It’s a move that consumers’ rights activists are calling a landmark ruling in favour of the principle of net neutrality.

The ruling stems from a complaint filed by researcher and blogger Ben Klass in 2013, alleging that Bell was violating net neutrality principles by offering its Bell Mobile TV app for $5 a month, with 5 gigabytes of data thrown in that doesn’t count towards data charges.

In effect, Klass argued, that meant Bell was charging 800 per cent more for data used through Netflix than through its own app.

Soon after, public interest groups filed a similar complaint against Videotron and its illico.tv service.

“The CRTC supports innovation on new platforms,” CRTC chair Jean-Pierre Blais said in a speech Thursday, but Bell and Videotron “were giving certain unlawful preferences to their mobile TV services.”

Blais echoed the talking points of net neutrality supporters in defending the decision, arguing that the decision is about “our ability to access content equally and fairly, in an open market that favours innovation and choice.

Blais said the CRTC applauds the innovative products telecoms are putting forward, “but when the impetus to innovate steps on the toes of the principle of fair and open access to content, we will intervene.”
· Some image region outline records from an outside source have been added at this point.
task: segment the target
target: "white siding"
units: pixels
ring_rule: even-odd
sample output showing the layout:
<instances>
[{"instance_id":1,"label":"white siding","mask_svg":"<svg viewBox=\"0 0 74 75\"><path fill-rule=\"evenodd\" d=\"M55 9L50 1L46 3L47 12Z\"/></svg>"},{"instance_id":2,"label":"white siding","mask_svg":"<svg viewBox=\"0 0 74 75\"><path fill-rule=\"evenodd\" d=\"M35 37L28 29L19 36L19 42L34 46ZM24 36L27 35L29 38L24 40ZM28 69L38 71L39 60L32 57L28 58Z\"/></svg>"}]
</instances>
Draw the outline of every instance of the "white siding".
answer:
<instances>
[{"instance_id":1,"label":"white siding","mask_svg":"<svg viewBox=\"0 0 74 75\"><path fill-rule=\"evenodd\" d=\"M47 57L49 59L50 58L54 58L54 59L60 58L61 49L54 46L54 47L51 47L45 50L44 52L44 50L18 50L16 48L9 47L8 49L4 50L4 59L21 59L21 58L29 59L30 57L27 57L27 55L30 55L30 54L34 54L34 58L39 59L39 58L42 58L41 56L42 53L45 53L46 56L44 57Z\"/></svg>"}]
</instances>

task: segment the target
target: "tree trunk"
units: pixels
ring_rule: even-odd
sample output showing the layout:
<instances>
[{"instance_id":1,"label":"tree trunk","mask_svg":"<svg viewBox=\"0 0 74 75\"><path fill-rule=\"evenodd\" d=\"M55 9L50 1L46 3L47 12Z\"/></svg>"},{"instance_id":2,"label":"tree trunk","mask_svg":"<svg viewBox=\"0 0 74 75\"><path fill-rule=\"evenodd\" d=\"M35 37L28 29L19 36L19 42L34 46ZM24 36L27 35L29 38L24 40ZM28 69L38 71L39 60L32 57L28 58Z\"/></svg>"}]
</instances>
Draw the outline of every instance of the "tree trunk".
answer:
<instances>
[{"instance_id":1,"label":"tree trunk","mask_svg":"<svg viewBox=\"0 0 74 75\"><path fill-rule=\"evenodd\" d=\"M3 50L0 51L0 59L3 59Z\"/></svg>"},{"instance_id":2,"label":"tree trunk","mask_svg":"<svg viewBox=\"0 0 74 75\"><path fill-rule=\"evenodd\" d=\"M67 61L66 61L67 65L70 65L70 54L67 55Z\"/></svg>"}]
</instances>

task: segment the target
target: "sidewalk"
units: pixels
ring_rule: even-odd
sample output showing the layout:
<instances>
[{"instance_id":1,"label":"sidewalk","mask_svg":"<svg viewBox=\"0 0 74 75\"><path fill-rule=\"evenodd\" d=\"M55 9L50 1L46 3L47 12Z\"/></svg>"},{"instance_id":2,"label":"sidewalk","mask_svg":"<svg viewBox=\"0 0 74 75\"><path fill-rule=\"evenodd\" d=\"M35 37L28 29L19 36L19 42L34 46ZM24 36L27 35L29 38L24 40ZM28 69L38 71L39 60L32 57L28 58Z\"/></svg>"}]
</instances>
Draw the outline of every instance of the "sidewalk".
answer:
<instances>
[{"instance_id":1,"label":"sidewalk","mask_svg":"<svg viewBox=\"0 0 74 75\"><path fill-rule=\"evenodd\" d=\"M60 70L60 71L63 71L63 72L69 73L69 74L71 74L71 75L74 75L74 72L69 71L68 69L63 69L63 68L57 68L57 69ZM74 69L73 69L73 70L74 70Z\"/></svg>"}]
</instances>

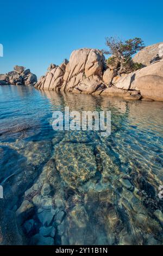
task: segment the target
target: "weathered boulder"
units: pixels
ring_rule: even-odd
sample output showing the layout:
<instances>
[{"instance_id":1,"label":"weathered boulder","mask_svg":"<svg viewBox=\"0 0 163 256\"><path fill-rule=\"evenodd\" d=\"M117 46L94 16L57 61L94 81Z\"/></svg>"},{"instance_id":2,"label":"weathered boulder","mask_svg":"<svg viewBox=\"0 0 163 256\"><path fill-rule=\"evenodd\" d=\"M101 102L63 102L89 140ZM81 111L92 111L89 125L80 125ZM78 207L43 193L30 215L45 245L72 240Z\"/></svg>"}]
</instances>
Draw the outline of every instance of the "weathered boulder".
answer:
<instances>
[{"instance_id":1,"label":"weathered boulder","mask_svg":"<svg viewBox=\"0 0 163 256\"><path fill-rule=\"evenodd\" d=\"M14 69L5 75L0 75L0 85L34 85L36 83L37 77L30 72L30 69L25 70L24 66L17 65L15 66Z\"/></svg>"},{"instance_id":2,"label":"weathered boulder","mask_svg":"<svg viewBox=\"0 0 163 256\"><path fill-rule=\"evenodd\" d=\"M40 77L35 87L39 89L56 90L60 88L64 82L64 71L57 66L47 72L46 76Z\"/></svg>"},{"instance_id":3,"label":"weathered boulder","mask_svg":"<svg viewBox=\"0 0 163 256\"><path fill-rule=\"evenodd\" d=\"M51 70L53 69L56 68L57 65L53 63L51 63L47 68L47 70Z\"/></svg>"},{"instance_id":4,"label":"weathered boulder","mask_svg":"<svg viewBox=\"0 0 163 256\"><path fill-rule=\"evenodd\" d=\"M106 86L103 83L98 76L93 75L82 80L75 87L74 92L76 90L78 90L81 93L91 94L97 90L102 90L106 88Z\"/></svg>"},{"instance_id":5,"label":"weathered boulder","mask_svg":"<svg viewBox=\"0 0 163 256\"><path fill-rule=\"evenodd\" d=\"M139 100L141 98L139 92L135 90L126 90L112 86L102 91L101 96L116 96L126 98L126 99ZM128 97L128 98L127 98Z\"/></svg>"},{"instance_id":6,"label":"weathered boulder","mask_svg":"<svg viewBox=\"0 0 163 256\"><path fill-rule=\"evenodd\" d=\"M71 53L69 62L65 59L60 66L51 64L49 71L40 77L35 87L93 95L120 96L127 100L139 100L142 96L162 100L162 46L163 43L148 46L135 56L134 61L147 66L116 76L115 67L106 70L105 58L101 51L79 49ZM159 60L156 62L157 54Z\"/></svg>"},{"instance_id":7,"label":"weathered boulder","mask_svg":"<svg viewBox=\"0 0 163 256\"><path fill-rule=\"evenodd\" d=\"M23 78L23 83L26 86L28 84L35 84L37 82L37 77L34 74L29 73Z\"/></svg>"},{"instance_id":8,"label":"weathered boulder","mask_svg":"<svg viewBox=\"0 0 163 256\"><path fill-rule=\"evenodd\" d=\"M66 65L62 89L71 91L84 79L93 75L102 76L104 56L97 49L84 48L72 52Z\"/></svg>"},{"instance_id":9,"label":"weathered boulder","mask_svg":"<svg viewBox=\"0 0 163 256\"><path fill-rule=\"evenodd\" d=\"M10 84L16 84L17 83L23 83L22 77L15 71L9 72L8 74L7 81Z\"/></svg>"},{"instance_id":10,"label":"weathered boulder","mask_svg":"<svg viewBox=\"0 0 163 256\"><path fill-rule=\"evenodd\" d=\"M0 86L5 86L8 83L4 80L0 80Z\"/></svg>"},{"instance_id":11,"label":"weathered boulder","mask_svg":"<svg viewBox=\"0 0 163 256\"><path fill-rule=\"evenodd\" d=\"M0 74L0 80L5 81L7 78L6 74Z\"/></svg>"},{"instance_id":12,"label":"weathered boulder","mask_svg":"<svg viewBox=\"0 0 163 256\"><path fill-rule=\"evenodd\" d=\"M29 75L30 73L30 70L29 69L26 69L22 74L21 74L21 76L23 77L23 76L27 76L27 75Z\"/></svg>"},{"instance_id":13,"label":"weathered boulder","mask_svg":"<svg viewBox=\"0 0 163 256\"><path fill-rule=\"evenodd\" d=\"M145 66L151 64L152 60L156 57L163 57L163 42L147 46L139 52L133 58L134 62L142 63Z\"/></svg>"},{"instance_id":14,"label":"weathered boulder","mask_svg":"<svg viewBox=\"0 0 163 256\"><path fill-rule=\"evenodd\" d=\"M163 60L126 75L115 86L124 90L139 90L143 97L163 101Z\"/></svg>"},{"instance_id":15,"label":"weathered boulder","mask_svg":"<svg viewBox=\"0 0 163 256\"><path fill-rule=\"evenodd\" d=\"M115 76L115 72L112 69L107 69L104 72L103 76L103 80L104 83L109 86L111 83L114 76Z\"/></svg>"},{"instance_id":16,"label":"weathered boulder","mask_svg":"<svg viewBox=\"0 0 163 256\"><path fill-rule=\"evenodd\" d=\"M38 89L84 92L91 93L102 86L104 57L97 49L82 48L74 51L70 62L65 59L59 66L51 64L49 72L35 85Z\"/></svg>"}]
</instances>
In a statement Thursday, Klass said it was “heartening” to see the CRTC “strike down this unfair practice.” Noted tech law expert Michael Geist called the ruling a “ringing endorsement” of the principles of net neutrality.

The telecom regulator has given Bell until April 29 to eliminate its preferential data charges for Bell Mobile TV, and Videotron has until March 31 to confirm its planned removal of the offending app.